Lemma 1 states that if a permutation satisfies the condition on a set of integers $A$, then applying an affine map $x \mapsto 2x$ preserves the property. This follows because arithmetic means scale compatibly.

Lemma 2 states that if a permutation of odd numbers satisfies the condition, then the same ordering viewed as a permutation of their halved values preserves the property.

Lemma 3 constructs a permutation of ${1,\dots,n}$ by placing a permutation of odd numbers followed by a permutation of even numbers.

Lemma 4 verifies that no forbidden triple occurs between an odd element and an even element.

Lemma 5 performs the induction on $n$ using the decomposition into odds and evens.

The most delicate point is Lemma 4, where cross-block pairs must be checked against the positional condition.

Solution

The proof proceeds by induction on $n$.

For $n=1$ the statement is immediate. Assume a valid ordering exists for all integers less than $n$.

Let $O$ be the set of odd numbers in ${1,2,\dots,n}$ and $E$ the set of even numbers. Define $|O|=\lceil n/2\rceil$ and $|E|=\lfloor n/2\rfloor$.

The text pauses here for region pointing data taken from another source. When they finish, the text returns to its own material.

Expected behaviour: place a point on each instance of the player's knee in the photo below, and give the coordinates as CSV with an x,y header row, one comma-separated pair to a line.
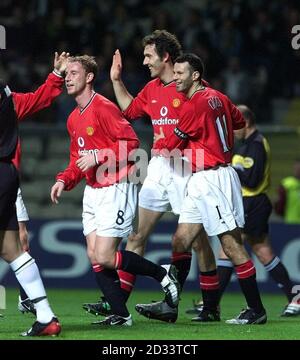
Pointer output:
x,y
135,242
178,243
24,240
264,255
91,256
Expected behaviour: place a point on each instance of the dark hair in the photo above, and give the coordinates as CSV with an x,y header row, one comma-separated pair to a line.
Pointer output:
x,y
88,63
247,113
194,61
164,42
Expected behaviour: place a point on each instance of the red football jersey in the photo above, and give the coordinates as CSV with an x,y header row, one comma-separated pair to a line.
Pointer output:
x,y
99,128
17,159
206,123
29,103
161,102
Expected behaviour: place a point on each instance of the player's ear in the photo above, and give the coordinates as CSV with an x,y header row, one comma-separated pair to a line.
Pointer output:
x,y
90,77
166,57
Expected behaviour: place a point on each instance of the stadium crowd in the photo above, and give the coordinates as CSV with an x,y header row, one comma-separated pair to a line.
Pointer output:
x,y
246,45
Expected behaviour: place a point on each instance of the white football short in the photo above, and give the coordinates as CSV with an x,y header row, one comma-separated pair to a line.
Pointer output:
x,y
164,187
109,210
22,214
214,199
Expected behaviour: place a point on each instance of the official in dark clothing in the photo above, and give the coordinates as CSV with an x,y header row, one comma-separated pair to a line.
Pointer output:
x,y
252,162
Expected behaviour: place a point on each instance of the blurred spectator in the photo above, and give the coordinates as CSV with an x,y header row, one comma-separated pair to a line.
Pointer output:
x,y
252,36
288,203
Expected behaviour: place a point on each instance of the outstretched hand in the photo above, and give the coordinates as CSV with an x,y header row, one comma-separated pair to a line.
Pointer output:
x,y
116,66
86,161
60,61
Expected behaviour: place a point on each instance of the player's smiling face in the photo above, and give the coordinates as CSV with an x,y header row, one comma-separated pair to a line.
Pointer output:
x,y
183,77
153,61
76,78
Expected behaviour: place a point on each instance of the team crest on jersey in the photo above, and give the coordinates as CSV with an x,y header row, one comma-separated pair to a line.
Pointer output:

Consider the bijection $\phi: E \to {1,2,\dots,|E|}$ given by $\phi(2k)=k$. Under this map, arithmetic means are preserved up to scaling: for $2a,2b\in E$, their midpoint is $\frac{2a+2b}{2}=a+b$, which is an integer, and it lies between $2a$ and $2b$ in a sequence if and only if $a+b$ lies between $a$ and $b$ in the corresponding halved sequence.

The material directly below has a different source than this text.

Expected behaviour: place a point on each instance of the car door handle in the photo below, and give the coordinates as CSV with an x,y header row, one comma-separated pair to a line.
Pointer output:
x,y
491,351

By the inductive hypothesis, there exists an ordering of ${1,2,\dots,|E|}$ satisfying the required property. Applying $\phi^{-1}$ yields a valid ordering of $E$.

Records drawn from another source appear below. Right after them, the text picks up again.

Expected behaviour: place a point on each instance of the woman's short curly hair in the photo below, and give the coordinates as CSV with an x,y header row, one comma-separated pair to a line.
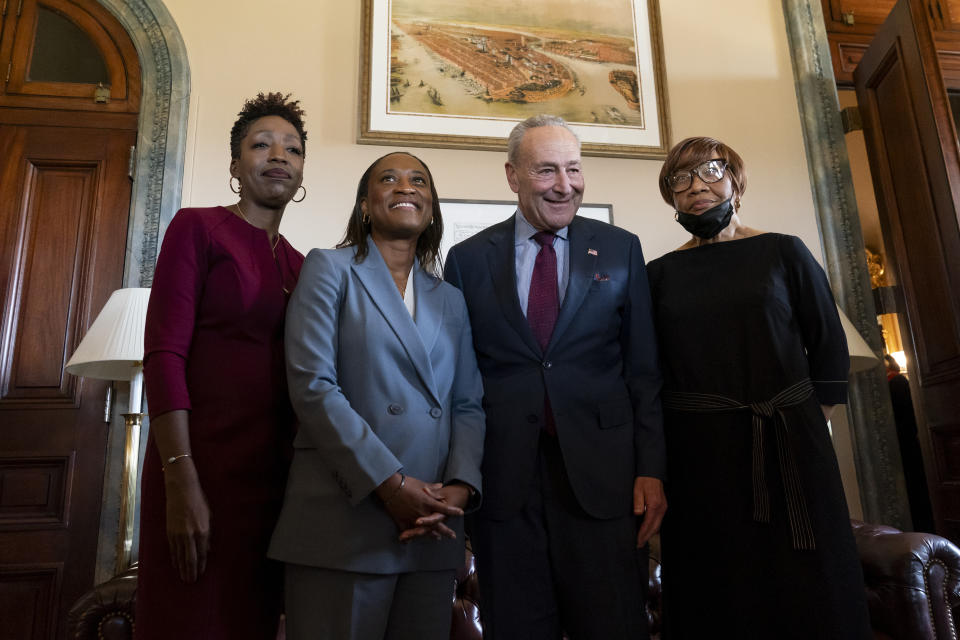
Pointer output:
x,y
690,152
270,104
428,244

Similarly, for the odd numbers $O={1,3,5,\dots}$, define $\psi(2k-1)=k$. For $2a-1,2b-1\in O$, their midpoint is $\frac{(2a-1)+(2b-1)}{2}=a+b-1$. This number is even or odd according to parity, but in any case it is not in $O$. Hence any violation involving only odd numbers reduces under $\psi$ to the same structural condition on ${1,\dots,|O|}$, so by the inductive hypothesis there exists a valid ordering of $O$.

Construct a permutation of ${1,2,\dots,n}$ by placing all elements of $O$ in their valid order first, followed by all elements of $E$ in their valid order.

Now consider any pair of elements.

If both elements lie in $O$, all elements between them in the full sequence also lie in $O$, and the restriction is exactly the one already excluded by the construction on $O$.

If both elements lie in $E$, the same argument applies within the second block.

If one element lies in $O$ and the other in $E$, then their sum is odd, so their arithmetic mean is not an integer, hence cannot equal any number in ${1,2,\dots,n}$.

Therefore no forbidden configuration occurs.

By induction, such a permutation exists for every $n$.

Thus the required arrangement is always possible.

∎

Verification of Key Steps

The most sensitive point is the treatment of cross-block pairs. Let $x\in O$ and $y\in E$. Then $x$ is odd and $y$ is even, so $x+y$ is odd. Hence $\frac{x+y}{2}$ is not an integer, so it cannot coincide with any element of the permutation. This eliminates every possible violation involving endpoints from different blocks.

Another delicate point is preservation of the condition under scaling. For even numbers $2a,2b$, any integer $z$ between them corresponds to a unique integer $z/2$ between $a$ and $b$, so positional relationships are preserved exactly under halving. Thus the inductive transfer from $E$ to ${1,\dots,|E|}$ is structurally sound.

Finally, the block concatenation requires checking that “between” in the full permutation restricts correctly within each block. Since all odds precede all evens, any interval whose endpoints lie in the same block contains only elements of that block, so no cross-contamination of intermediate elements occurs.

Alternative Approaches

A different construction uses binary representations: order numbers by increasing position of the least significant $1$ in their binary expansion. This produces a permutation where elements sharing a potential midpoint structure are separated by valuation layers, preventing any arithmetic mean from appearing between endpoints.

Another viewpoint is to interpret the condition as forbidding a point lying in the convex hull of two earlier and later points in the permutation order, leading to recursive “binary splitting” constructions analogous to van der Corput sequences.